Configurable via LagoConfig.on_error callback to integrate with Sentry, Datadog, etc.:
from lago_agent_sdk import LagoConfig, LagoSDK
def on_error(exc: Exception, where: str) -> None:
sentry.capture_exception(exc, tags={"sdk_phase": where})
sdk = LagoSDK(
api_key="...",
config=LagoConfig(api_key="...", on_error=on_error),
)The SDK ships with default metric codes (llm_input_tokens, llm_output_tokens, etc.). You need to register matching billable metrics in your Lago tenant before events count toward charges. See Lago docs — Billable Metrics.

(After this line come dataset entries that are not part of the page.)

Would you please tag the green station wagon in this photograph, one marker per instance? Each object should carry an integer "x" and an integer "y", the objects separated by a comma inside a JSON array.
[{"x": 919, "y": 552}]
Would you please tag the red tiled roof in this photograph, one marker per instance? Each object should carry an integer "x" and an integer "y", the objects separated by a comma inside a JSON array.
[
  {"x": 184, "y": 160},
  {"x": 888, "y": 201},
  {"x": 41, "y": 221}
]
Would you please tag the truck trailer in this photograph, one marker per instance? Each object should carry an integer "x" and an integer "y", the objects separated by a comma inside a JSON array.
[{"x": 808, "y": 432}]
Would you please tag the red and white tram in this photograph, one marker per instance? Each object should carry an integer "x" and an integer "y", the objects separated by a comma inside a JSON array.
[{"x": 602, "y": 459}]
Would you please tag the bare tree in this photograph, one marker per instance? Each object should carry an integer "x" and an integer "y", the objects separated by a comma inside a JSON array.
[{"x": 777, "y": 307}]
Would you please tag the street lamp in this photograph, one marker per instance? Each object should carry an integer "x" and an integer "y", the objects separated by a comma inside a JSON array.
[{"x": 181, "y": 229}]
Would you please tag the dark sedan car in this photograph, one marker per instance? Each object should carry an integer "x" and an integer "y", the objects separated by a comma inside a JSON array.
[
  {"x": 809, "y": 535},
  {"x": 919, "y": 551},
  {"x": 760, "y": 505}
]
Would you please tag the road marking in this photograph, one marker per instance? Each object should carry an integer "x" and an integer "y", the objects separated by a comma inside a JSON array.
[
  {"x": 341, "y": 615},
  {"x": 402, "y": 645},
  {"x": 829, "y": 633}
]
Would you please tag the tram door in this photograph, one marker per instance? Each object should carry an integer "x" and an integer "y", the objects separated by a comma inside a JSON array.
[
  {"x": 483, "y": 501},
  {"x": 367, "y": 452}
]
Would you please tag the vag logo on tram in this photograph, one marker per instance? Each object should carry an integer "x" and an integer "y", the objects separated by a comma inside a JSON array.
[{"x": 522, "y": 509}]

git clone https://github.com/getlago/lago-agent-sdk-python
cd lago-agent-sdk-python
python -m venv venv && source venv/bin/activate
pip install -e '.[dev]'
pytestRun live integration tests (requires real credentials):
AWS_BEARER_TOKEN_BEDROCK="..." \
MISTRAL_API_KEY="..." \
LAGO_API_URL="https://api.getlago.com/api/v1/" \
LAGO_API_KEY="..." \
LAGO_EXTERNAL_SUBSCRIPTION_ID="sub_..." \
pytest tests/integrationFound a vulnerability? See SECURITY.md.